All of the related evidence, and much more, amply suffice to justify a jury in finding a criminal conspiracy and we, as a reviewing court, must view the evidence most favorably to sustain the jury's verdict. Love v. United States, 386 F.2d 260, 264 (8th Cir. 1967); Lee v. United States, 363 F.2d 469, 475 (8th Cir. 1966); Canaday v. United States, 354 F.2d 849 (8th Cir. 1966); Babb v. United States, 351 F.2d 863, 866 (8th Cir. 1965); Jaben v. United States, 349 F.2d 913 (8th Cir. 1965).

21

The only other assignment of error relates to the trial court's refusal to grant defendants' motion for discovery and inspection of certain records under Fed.R.Crim.P. 16(b).

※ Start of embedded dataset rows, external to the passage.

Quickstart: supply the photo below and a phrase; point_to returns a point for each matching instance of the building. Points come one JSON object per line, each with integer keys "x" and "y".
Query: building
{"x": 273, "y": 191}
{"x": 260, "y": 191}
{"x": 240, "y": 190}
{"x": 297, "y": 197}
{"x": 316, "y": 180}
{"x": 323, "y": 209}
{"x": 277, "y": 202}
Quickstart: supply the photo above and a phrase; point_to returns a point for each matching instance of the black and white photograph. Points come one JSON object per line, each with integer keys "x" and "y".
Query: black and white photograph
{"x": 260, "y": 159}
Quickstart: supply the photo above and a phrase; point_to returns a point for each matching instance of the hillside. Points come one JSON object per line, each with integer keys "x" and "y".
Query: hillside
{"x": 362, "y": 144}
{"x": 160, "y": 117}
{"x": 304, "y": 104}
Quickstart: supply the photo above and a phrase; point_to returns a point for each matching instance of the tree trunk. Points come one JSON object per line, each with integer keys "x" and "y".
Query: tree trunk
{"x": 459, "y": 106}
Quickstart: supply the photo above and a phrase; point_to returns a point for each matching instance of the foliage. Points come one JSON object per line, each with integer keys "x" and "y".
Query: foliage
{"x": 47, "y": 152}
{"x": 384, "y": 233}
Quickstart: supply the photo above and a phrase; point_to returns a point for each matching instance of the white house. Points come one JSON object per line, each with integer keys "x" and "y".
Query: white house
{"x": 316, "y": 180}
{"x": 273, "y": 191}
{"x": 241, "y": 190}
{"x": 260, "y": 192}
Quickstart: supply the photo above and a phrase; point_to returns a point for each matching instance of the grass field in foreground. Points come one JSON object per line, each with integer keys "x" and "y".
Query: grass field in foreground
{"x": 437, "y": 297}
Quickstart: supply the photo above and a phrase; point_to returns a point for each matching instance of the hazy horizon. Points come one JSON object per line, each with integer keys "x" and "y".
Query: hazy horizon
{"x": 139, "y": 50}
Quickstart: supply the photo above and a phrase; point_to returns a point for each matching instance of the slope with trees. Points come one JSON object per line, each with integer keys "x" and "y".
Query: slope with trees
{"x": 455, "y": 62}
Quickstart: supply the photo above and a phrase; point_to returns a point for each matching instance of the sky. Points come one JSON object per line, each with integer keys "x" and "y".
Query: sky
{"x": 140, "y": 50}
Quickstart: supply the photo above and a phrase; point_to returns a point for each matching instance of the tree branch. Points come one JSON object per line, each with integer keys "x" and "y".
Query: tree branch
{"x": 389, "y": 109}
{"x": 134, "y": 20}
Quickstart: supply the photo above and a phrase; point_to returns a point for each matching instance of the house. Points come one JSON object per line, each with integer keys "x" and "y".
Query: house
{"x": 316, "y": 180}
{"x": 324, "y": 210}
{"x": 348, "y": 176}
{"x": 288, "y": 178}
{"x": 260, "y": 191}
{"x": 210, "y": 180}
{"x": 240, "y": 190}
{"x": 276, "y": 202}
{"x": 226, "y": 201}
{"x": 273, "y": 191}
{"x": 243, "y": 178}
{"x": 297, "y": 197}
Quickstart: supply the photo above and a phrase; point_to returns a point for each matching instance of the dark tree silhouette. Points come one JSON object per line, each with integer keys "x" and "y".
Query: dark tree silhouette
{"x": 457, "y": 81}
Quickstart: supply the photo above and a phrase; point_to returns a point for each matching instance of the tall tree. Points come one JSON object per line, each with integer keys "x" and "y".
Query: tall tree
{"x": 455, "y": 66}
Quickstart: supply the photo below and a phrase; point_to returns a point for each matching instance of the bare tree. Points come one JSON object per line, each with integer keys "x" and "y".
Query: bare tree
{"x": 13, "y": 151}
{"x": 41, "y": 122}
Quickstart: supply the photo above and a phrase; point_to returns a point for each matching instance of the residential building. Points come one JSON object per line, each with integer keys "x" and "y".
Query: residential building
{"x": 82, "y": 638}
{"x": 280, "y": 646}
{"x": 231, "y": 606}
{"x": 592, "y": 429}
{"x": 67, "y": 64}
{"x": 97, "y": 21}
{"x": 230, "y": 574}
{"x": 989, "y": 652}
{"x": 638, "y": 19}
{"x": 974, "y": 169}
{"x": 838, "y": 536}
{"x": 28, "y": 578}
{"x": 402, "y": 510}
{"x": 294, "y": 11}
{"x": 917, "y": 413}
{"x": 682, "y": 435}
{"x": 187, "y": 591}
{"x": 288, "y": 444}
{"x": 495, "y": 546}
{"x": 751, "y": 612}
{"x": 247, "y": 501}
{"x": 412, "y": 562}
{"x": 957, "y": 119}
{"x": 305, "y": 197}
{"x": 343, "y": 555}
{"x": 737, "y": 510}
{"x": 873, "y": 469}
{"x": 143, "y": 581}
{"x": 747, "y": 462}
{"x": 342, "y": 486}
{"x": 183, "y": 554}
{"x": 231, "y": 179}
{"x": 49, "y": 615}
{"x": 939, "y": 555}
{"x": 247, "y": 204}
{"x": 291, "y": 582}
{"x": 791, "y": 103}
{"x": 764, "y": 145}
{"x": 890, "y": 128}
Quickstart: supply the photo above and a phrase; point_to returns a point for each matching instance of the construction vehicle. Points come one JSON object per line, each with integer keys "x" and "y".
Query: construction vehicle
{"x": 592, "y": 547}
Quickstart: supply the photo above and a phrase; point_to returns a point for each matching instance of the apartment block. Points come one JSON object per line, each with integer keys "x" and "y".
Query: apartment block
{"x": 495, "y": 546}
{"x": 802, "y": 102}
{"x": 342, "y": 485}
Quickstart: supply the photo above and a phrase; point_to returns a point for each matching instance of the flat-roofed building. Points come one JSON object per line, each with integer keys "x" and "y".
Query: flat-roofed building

The learned trial court held that the motion was clearly insufficient. In any event, under the rule the production of such records is discretionary with the trial court, and there was no abuse of discretion here. The defendants urge that the books and records seized by the Government at Meyer's garage were necessary in the preparation of their defense, but we are not persuaded. A Government witness who executed the search warrant testified that he did not seize, or even find, ledgers or records of that sort. While the Government did seize some bank statements, Meyer himself testified that he always paid cash for cars, so it is difficult to see how his cancelled checks would have been of any value to him. Neither was it shown that there were any other papers seized which would have been beneficial in the preparation of the defense.

22

While the Government was under no legal compulsion to furnish the records in its possession, yet under a motion for bill of particulars it did in response furnish defendants a work sheet prepared by the FBI containing information concerning thirty-nine automobiles alleged to have been transported by defendants, identifying the automobiles on the work sheet which corresponded to the cars in each count of the indictment by the chronological number on the list. This work sheet information included a description of each car, the public identification number, the true identification number, the title number, the date issued, the date and place stolen, the name of the person or company to whom it was sold, the date it was sold, the name and address of the person or company to whom it was resold and the name and address of the person or company in whose possession it was located. This information amply sufficed to permit defendants to adequately prepare for trial and consequently no prejudice could possibly have resulted to defendants by the court's refusal to grant their motion, which, as we have already noted, was discretionary.

23

The judgments of conviction are affirmed.